Ende März wird in Großbritannien das Parlament aufgelöst. Dann werden etwa 77 Abgeordnete aus der Politik ausscheiden. Diejenigen, die vor Ort einen Zweitwohnsitz für ihre Arbeit im Parlament erworben haben, können sich dann über zusätzliches Geld freuen. Sie profitieren von den gestiegenen Immobilienpreisen. Zumal einige der Abgeordnete sogar beim Kauf der Immobilie finanzielle, staatliche Unterstützung erhielten: also vom Steuerzahler.
Eine Untersuchung des Online Maklers Emoov und der britischen City A.M. zeigt, dass diese Abgeordneten bis jetzt insgesamt einen Gewinn in Höhe von mehr als neun Millionen Pfund mit ihren Zeitwohnsitzen erzielt haben. Bis zum aufgedeckten Spesenskandal 2010 konnten Abgeordnete nämlich eine zusätzliche Kostenpauschale (ACA) beantragen. Wenn sie nachweisen konnten, dass sie sowohl in ihrem Wahlkreis als auch in Westminster einen Aufenthaltsort brauchen, erhielten sie eine finanzielle Unterstützung.
Sie konnten beispielweise Hypothekenzinszahlungen für ihren zweiten Wohnsitz geltend machen, so City A.M. Aber auch die Gemeindesteuer, Telefon, Reparaturen, Versicherung etc. Nach dem Spesenskandal von 2010 wurde diese Regelung geändert. Viele Abgeordnete verkauften daraufhin ihre erworbenen Eigentumswohnungen und mieteten sich eine. Etwa 32 Abgeordnete sollen ihren gekauften Zweitwohnsitz aber weiterhin behalten haben.
Infolge der gestiegenen Immobilienpreise haben diese Immobilien stark an Wert gewonnen. Von 2005 bis 2010 erhielt etwa Sir George Young insgesamt staatliche Zuzahlungen für sein zweites Zuhause in Höhe von 132.282 Pfund. Seit 2005 hat sich der durchschnittliche Wert für eine Immobilie in Youngs Wohngegend von 357.230 Pfund (487.851€) auf 861.723 Pfund (1,176 Mio. €) mehr als verdoppelt. Würde Young seine Wohnung nun verkaufen, könnte er mehr als 500.000 Pfund Gewinn damit machen, so City A.M. Tim Yeo erhielt zwischen 2005 und 2010 133.386 Pfund über die ACA-Regelung. Seine Immobilie nahe der Themse steigerte ihren Wert ebenfalls: Von geschätzten 357.230 Pfund (2005) auf 861.123 Pfund. Allein 2013 hatten sich die Immobilienpreise teilweise um bis zu 20 Prozent erhöht.
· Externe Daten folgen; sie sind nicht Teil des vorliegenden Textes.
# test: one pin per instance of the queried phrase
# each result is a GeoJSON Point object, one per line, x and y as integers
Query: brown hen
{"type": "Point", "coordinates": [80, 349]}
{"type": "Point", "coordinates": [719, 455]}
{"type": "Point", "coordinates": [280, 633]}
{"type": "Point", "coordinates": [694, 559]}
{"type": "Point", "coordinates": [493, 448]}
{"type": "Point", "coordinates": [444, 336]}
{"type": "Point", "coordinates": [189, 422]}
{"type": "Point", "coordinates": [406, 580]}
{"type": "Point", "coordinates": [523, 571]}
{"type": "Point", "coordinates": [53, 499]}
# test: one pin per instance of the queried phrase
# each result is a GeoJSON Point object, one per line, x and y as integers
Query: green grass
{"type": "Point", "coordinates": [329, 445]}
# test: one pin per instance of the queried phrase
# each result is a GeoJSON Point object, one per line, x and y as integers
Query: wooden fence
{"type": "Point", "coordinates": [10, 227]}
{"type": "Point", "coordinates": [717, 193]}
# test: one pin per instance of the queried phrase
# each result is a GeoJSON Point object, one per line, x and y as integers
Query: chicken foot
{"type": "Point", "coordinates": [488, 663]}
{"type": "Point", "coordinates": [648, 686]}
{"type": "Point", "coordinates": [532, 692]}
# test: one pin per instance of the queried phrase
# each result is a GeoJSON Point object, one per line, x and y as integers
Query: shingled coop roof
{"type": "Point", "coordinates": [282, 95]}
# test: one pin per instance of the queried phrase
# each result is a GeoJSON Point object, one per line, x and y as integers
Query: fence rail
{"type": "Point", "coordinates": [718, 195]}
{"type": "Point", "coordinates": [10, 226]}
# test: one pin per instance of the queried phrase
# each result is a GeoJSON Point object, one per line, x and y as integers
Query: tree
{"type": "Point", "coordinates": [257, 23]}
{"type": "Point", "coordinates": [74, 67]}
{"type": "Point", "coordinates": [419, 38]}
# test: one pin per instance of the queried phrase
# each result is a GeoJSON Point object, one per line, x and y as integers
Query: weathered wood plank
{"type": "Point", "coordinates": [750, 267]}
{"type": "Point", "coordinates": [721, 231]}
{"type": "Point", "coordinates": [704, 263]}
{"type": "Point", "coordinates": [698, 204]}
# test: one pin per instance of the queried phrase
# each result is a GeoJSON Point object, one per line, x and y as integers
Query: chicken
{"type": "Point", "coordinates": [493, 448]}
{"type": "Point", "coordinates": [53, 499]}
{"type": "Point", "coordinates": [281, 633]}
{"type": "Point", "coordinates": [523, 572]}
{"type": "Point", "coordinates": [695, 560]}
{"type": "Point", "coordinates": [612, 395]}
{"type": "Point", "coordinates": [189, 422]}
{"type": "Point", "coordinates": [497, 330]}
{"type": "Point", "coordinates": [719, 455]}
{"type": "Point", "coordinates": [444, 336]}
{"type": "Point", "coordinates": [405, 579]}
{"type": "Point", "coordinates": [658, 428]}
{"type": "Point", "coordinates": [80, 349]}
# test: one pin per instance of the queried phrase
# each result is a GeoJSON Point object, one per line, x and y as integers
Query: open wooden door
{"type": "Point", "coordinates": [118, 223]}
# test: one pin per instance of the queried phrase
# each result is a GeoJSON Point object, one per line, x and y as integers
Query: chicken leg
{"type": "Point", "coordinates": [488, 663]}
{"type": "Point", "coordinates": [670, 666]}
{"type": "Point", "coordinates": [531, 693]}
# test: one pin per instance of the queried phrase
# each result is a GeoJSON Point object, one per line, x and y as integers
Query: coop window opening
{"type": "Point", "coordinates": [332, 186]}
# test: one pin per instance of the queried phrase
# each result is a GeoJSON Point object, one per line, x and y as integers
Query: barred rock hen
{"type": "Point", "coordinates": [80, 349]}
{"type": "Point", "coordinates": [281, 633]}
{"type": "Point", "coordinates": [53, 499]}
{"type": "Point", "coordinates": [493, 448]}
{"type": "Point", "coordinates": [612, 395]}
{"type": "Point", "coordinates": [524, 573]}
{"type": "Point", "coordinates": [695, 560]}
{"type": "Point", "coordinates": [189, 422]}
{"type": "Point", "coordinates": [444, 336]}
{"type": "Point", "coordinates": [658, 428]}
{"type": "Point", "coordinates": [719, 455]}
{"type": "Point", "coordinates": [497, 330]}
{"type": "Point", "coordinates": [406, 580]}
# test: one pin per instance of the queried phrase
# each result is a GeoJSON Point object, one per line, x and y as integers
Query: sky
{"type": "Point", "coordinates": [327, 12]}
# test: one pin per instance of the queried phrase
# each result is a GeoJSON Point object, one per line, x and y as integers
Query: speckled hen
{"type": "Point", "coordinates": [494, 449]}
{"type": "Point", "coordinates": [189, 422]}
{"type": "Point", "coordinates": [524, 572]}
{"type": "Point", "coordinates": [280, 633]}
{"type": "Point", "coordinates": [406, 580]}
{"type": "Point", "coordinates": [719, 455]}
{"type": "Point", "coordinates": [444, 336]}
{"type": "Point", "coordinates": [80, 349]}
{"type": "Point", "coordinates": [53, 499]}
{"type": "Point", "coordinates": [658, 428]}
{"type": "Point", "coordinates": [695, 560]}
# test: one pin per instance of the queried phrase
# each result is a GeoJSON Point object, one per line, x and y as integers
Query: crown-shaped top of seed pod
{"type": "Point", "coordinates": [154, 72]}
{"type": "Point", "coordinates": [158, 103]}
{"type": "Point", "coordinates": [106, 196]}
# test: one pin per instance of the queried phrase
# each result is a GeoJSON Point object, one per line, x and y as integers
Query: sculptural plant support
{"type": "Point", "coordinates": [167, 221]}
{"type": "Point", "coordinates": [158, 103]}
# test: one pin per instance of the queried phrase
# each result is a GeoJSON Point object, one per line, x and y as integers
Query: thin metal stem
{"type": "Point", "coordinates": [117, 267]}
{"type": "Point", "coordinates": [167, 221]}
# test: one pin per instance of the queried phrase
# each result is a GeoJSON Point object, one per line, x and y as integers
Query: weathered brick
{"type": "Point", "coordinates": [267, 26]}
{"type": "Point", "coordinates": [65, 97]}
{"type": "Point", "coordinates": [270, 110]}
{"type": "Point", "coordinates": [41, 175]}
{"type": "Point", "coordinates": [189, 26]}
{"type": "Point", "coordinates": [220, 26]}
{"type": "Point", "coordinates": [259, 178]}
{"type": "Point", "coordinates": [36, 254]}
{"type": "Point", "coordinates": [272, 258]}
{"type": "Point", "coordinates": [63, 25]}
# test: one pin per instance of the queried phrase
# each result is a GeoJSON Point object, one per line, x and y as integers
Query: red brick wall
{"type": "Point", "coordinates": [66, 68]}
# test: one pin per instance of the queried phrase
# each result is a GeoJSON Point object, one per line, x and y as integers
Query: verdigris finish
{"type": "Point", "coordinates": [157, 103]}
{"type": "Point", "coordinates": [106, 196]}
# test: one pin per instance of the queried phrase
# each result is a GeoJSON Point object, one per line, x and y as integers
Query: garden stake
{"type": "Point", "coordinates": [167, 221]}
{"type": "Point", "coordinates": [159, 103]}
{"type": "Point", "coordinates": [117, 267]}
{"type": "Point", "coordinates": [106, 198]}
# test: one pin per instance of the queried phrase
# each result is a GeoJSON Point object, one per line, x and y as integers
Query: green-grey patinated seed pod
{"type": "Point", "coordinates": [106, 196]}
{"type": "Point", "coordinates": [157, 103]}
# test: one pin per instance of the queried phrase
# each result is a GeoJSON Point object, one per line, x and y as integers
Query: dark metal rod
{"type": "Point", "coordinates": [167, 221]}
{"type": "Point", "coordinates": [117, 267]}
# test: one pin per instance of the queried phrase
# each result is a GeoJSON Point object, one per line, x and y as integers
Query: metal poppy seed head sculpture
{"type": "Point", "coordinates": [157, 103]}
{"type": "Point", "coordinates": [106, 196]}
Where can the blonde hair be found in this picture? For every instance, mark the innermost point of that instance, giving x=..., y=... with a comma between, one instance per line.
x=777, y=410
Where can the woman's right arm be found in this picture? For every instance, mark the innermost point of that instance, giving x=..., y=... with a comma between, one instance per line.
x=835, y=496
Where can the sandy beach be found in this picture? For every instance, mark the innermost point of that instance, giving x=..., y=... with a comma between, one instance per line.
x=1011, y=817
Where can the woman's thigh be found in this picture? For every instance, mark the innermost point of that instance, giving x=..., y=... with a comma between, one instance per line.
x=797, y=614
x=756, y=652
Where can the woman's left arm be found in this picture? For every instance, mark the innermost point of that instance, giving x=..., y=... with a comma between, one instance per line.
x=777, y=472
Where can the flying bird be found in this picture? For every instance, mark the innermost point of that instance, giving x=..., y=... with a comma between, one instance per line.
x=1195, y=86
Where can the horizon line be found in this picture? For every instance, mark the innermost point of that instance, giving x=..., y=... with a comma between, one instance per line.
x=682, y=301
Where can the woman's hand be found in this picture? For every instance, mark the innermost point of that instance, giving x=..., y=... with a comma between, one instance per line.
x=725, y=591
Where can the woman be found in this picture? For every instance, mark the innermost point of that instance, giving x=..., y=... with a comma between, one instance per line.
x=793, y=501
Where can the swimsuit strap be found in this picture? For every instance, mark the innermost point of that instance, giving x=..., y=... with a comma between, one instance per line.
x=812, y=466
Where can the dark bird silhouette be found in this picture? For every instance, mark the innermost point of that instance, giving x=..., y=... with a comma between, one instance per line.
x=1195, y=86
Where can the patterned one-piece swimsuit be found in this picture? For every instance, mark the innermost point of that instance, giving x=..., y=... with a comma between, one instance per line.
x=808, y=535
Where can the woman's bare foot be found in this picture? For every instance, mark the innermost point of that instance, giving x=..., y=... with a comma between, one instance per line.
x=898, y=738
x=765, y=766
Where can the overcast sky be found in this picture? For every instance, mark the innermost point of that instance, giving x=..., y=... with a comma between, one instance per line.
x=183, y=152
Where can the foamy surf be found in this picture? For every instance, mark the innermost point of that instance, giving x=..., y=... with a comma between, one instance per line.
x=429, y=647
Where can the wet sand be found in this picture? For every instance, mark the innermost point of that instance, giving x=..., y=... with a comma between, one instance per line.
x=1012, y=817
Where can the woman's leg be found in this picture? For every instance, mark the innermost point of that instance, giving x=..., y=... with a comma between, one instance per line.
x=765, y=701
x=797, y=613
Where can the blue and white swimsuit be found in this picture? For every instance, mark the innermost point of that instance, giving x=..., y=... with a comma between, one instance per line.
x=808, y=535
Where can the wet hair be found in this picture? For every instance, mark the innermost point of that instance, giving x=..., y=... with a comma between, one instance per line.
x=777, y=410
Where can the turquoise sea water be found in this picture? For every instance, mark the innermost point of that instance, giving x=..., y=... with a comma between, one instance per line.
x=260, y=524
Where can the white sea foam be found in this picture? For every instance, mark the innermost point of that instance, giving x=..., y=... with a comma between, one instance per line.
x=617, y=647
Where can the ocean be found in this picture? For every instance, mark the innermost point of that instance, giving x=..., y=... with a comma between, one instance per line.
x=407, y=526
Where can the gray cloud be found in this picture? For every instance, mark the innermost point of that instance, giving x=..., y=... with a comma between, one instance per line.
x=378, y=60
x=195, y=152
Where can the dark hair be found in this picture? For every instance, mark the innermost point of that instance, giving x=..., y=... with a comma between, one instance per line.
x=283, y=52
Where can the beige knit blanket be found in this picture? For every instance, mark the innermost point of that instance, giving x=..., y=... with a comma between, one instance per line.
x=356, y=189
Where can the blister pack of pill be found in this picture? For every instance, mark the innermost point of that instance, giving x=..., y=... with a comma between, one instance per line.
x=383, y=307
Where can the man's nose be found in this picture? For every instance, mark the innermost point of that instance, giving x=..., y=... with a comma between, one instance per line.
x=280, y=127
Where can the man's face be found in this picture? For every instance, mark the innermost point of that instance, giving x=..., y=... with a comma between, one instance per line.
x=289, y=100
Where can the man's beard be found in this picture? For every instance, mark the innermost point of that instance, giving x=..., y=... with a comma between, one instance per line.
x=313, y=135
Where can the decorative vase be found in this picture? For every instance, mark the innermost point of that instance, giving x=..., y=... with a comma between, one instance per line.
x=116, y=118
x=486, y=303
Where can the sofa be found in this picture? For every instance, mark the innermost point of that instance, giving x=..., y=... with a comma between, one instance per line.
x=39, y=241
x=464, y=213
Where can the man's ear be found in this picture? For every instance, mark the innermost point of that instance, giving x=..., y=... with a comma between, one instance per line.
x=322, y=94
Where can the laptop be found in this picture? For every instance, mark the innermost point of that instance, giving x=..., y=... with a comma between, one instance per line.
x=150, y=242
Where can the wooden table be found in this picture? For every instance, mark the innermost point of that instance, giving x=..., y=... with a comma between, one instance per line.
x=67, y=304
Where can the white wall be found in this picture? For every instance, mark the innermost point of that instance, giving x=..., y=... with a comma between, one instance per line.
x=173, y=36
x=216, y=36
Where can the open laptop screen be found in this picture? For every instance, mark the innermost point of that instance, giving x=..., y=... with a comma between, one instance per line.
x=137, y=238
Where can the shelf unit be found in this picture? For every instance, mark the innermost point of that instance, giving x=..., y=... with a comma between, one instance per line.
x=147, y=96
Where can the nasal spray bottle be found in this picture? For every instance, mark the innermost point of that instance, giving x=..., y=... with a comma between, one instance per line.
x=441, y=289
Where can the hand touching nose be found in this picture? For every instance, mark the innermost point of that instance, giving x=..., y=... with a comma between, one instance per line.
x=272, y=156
Britische Abgeordnete, die ihren Zweitwohnsitz verkaufen, müssen eine Kapitalertragssteuer in Höhe von 28 Prozent auf alle Gewinne von mehr als 11.000 Pfund zahlen. Bei einer Wertsteigerung von mehr als 500.000 Pfund bleibt allerdings selbst nach Abzug der Kapitalertragssteuer sehr viel Geld übrig. Das müssen die Abgeordneten nicht zurückzahlen.
„Das macht deutlich, dass die Änderungen, die im Zuge des Spesenskandals vorgenommen wurden, einfach unzureichend sind“, sagte Jonathan Isaby von der britischen Steuerzahler Allianz. Emoov Gründer Russel Quirk sagte: „Ich bin entsetzt, dass gewählte Vertreter in der Lage sind, persönliche Vorteile aus dem öffentlichen Geld zu ziehen.“ Während die Steuerzahler mit den gestiegenen Immobilienpreisen kämpften und teilweise aus der Stadt verdrängt wurden, schlugen Abgeordnete mit Steuergeldern Profite aus dem Immobilienboom.
Nach dem Spesenskandal 2010 stoppte man die öffentliche Unterstützung für die Hypothekenzinssätze der Zweitwohnsitze. Als Übergang konnten aber 2010 wiedergewählte Abgeordnete von Mai 2010 bis August 2012 noch einmal die Immobilienkosten geltend machen. Das sollte ihnen Zeit geben, sich nach einer Alternative umzusehen. Stieg der Wert der Immobilie in diesem Zeitraum, musste der Abgeordnete diesen Wertgewinn an den Staat zurückzahlen.
Wie lang die Immobilienpreise in Großbritannien allerdings noch so hoch bleiben, ist nicht eindeutig zu sagen. Der IWF warnt vor dem Platzen der Blase. Im dritten Quartal des vergangenen Jahres kam es sogar zu leicht sinkenden Hauspreisen.